Une autre cliente, Sindhoor Pangal, considère sa maison en terre comme un moyen d'échapper à une existence urbaine insatisfaisante. "J'ai commencé dans le monde de l'entreprise, comme beaucoup de gens, et je pense qu'au bout d'un certain temps, j'ai été désillusionnée par ce type de vie", explique-t-elle. Un projet de déménagement à la campagne a pris une tournure tragique avec la perte soudaine de son mari, Uttam.
"Lorsque j'ai parlé à Masons Ink, il était important pour moi qu'ils aient rencontré mon mari. Ils comprenaient mon parcours. Ils comprenaient d'où je venais. Et d'une certaine manière, cela s'est traduit dans le design". Masons Ink et Sindhoor ont travaillé avec une équipe de femmes maçons pour créer leur maison, qui, dit-elle, "est une dédicace à mon mari et à la vie que j'ai eue avec lui".
Pour Rosie et Sridevi, en ce qui concerne la crise climatique, les grands changements peuvent venir de chacun d'entre nous.
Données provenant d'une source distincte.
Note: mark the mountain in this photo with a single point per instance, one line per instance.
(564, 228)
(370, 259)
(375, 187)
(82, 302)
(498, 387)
"Pour les femmes, peu importe où vous êtes, quelle que soit votre profession ou si vous êtes à la maison, l'idée est que chacun fasse sa part. Continuez à avancer. Et j'aimerais voir plus de femmes architectes et plus de femmes travaillant sur les chantiers. Plus de femmes partout. L'avenir est féminin".